Thousands of college students are set to arrive in Hanover, New Hampshire, in less than a month. And that has some members of the community like Ken Hayes feeling nervous and anxious.

"Yeah, I do worry," said Hayes, who works at a hardware store in Lyme. His wife works at Dartmouth and their son is going into his freshman year a Hanover High School. "It doesn't need to be tens thousand guys in a bar being idiots, it can be 60 guys up the street being idiots."

Skyler Tompkins is a rising junior at Hanover High, which is just a couple blocks from the Hanover green. "I want to keep going to school and I'm worried that if there is an outbreak here, it will be because of the college students, and then both the college and the high school will have to go back into remote," Tompkins said.

They are just two of the concerned residents in this community waiting for college students from all over the world to return to campus.

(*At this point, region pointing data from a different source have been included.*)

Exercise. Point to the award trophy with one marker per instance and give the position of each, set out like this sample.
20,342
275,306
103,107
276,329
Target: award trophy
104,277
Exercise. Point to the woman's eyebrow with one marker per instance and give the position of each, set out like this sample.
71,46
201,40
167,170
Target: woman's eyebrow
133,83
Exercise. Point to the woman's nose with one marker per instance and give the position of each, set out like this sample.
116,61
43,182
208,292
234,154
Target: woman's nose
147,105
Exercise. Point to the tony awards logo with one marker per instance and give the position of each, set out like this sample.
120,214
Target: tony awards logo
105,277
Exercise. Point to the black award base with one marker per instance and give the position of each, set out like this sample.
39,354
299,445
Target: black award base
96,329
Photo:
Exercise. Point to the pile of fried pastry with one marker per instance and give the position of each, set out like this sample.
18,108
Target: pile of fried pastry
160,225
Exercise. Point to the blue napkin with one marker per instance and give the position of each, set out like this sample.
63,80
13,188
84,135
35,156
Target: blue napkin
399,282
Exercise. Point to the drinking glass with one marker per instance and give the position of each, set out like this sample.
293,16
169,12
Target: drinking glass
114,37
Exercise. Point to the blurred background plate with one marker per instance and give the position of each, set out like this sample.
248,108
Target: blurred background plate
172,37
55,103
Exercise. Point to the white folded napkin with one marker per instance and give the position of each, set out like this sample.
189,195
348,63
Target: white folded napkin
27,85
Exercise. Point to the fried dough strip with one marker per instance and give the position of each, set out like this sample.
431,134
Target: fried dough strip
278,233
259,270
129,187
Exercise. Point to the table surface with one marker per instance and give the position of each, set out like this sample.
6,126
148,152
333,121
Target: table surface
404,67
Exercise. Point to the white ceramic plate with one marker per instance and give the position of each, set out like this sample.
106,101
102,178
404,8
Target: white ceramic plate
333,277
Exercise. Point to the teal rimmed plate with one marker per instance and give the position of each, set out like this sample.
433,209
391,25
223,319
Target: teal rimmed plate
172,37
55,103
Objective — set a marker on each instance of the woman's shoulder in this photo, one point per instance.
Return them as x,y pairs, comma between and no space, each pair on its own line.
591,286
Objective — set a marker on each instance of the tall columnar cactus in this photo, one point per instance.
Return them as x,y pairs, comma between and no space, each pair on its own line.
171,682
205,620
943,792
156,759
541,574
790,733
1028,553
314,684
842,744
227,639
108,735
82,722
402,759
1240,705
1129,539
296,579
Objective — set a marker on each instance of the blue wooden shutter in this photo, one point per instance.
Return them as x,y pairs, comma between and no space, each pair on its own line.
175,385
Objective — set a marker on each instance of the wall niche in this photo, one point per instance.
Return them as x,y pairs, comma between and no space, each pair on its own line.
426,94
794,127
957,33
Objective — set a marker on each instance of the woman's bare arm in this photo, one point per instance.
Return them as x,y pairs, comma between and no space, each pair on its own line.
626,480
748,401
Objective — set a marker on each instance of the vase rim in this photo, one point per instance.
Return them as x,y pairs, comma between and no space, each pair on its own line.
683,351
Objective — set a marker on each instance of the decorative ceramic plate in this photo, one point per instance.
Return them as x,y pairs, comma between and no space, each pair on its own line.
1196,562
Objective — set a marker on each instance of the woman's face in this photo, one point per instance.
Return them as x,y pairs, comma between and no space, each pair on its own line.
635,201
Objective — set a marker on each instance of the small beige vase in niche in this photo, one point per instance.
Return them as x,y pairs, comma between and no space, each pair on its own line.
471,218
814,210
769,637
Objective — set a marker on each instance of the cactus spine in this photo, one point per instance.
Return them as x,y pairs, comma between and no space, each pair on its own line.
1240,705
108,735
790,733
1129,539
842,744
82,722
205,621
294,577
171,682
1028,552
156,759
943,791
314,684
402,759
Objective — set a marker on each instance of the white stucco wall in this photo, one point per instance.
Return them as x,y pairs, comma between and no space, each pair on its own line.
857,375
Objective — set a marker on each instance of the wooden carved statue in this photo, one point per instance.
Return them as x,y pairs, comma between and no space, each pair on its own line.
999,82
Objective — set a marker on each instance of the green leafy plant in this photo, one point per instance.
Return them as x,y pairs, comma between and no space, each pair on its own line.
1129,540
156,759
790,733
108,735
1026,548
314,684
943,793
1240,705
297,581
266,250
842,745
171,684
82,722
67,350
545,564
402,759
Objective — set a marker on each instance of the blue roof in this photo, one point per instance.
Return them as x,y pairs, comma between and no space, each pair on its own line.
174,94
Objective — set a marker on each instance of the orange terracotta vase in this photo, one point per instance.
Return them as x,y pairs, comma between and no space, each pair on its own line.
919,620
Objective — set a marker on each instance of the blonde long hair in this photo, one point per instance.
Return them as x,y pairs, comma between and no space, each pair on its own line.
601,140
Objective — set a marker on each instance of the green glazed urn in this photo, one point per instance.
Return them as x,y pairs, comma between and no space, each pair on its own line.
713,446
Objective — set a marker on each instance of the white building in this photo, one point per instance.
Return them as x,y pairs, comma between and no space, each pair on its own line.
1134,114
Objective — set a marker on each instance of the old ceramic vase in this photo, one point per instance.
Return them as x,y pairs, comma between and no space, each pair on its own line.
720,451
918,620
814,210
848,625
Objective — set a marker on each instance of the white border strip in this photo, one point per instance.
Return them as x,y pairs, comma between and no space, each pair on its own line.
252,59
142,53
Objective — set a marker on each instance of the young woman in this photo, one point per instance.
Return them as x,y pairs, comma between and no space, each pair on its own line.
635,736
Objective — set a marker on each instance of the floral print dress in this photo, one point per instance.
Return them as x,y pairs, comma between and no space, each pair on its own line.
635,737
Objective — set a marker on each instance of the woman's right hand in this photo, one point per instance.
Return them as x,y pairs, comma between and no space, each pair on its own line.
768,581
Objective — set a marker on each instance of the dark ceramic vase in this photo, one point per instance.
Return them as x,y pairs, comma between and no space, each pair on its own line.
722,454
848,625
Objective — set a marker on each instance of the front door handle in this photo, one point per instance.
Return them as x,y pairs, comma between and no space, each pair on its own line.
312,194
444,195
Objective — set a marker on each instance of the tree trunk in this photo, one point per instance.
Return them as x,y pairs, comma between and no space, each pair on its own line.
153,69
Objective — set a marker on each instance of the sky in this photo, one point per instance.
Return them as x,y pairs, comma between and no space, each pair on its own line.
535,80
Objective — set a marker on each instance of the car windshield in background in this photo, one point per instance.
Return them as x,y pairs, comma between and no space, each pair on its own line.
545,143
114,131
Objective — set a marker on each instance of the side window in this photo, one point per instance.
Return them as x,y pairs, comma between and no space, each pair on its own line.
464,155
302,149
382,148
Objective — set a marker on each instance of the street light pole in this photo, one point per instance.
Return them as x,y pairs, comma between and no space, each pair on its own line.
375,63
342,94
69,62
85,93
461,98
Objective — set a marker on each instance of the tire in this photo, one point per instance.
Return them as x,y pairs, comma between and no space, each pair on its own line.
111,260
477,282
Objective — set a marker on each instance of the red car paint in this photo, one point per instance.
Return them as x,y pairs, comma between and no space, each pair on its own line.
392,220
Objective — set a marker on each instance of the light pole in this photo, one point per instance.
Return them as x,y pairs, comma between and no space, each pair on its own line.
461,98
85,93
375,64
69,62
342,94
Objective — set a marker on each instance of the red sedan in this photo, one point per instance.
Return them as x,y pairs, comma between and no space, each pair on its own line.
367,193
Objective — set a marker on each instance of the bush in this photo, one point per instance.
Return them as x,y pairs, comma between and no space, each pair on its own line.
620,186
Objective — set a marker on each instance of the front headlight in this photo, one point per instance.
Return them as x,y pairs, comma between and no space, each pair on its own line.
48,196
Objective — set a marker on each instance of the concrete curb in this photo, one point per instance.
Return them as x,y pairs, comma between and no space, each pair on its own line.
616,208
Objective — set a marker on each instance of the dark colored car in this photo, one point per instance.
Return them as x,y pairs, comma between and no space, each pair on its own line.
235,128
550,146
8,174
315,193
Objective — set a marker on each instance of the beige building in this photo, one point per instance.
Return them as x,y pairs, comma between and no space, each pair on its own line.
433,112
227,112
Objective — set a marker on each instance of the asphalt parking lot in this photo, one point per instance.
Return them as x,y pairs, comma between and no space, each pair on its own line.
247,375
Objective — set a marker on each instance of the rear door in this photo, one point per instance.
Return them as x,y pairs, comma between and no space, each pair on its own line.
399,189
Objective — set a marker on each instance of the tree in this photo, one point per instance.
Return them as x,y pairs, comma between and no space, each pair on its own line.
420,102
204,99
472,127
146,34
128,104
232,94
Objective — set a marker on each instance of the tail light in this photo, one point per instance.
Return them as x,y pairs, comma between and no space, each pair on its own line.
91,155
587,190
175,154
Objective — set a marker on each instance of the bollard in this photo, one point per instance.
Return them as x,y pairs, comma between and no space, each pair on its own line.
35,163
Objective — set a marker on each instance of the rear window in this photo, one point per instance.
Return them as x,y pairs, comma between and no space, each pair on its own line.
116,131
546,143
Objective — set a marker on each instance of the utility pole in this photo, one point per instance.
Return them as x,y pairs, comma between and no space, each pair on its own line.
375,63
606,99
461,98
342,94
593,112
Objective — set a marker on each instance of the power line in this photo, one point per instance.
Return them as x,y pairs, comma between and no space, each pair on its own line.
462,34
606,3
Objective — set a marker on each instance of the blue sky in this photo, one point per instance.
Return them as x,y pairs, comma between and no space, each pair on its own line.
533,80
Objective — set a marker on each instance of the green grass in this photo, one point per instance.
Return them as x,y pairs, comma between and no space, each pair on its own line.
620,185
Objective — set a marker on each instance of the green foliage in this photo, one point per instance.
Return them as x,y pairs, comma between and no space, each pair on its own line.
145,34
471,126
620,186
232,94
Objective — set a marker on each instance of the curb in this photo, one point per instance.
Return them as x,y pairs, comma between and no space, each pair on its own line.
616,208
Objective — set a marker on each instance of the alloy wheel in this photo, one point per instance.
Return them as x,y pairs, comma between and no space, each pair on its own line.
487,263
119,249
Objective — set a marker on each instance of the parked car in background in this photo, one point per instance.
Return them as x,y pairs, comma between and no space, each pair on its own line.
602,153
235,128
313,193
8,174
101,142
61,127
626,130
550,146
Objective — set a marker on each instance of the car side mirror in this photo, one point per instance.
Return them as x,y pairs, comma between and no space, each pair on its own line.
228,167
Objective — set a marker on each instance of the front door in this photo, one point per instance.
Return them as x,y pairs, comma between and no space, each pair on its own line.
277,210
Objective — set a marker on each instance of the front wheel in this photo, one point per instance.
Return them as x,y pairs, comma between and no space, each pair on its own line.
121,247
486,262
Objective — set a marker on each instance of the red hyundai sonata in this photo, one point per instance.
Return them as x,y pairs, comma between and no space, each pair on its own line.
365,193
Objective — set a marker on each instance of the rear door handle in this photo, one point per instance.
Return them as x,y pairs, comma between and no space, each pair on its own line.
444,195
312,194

"We would like to be confident, but the behavior that we've seen this summer on the part of some students -- not all -- off campus, has given a lot of us pause," said Hanover Town Manager Julia Griffin.

Dartmouth has released detailed guidance for undergrads this upcoming fall semester. It includes testing, a 48-hour initial quarantine, more testing, and a gradual loosening of restrictions. Masks and social-distancing will also be required in all buildings. Visitors and large social gatherings will not be allowed -- meaning no big parties.

Griffin says the students are welcome back to the community, but she’s says everyone needs to be rowing in the same direction. “Downtown Hanover and the Upper Valley business community is absolutely dependent on it, our school districts are dependent on it, all of us as parents and working professionals are dependent on it,” she said.

Hanover recently passed a mask ordinance of its own which includes high traffic areas outdoors like downtown sidewalks. She says she's been pleasantly surprised by compliance. But, the true test comes when the college students arrive.

Reporter Adam Sullivan: How do you tell a college kid not to party?

Julia Griffin: It's hard, it's hard, and I wish I had the easy answer.

Taylor Soule grew up in the Upper Valley and leaves for Boston College in about a week. "I want to say, and I want to hope that if you want to be on campus you are going to follow the rules. ow much people are actually going to do that I'm not too sure though," she said.

College officials have not responded to requests for comment about how they plans to test all the students.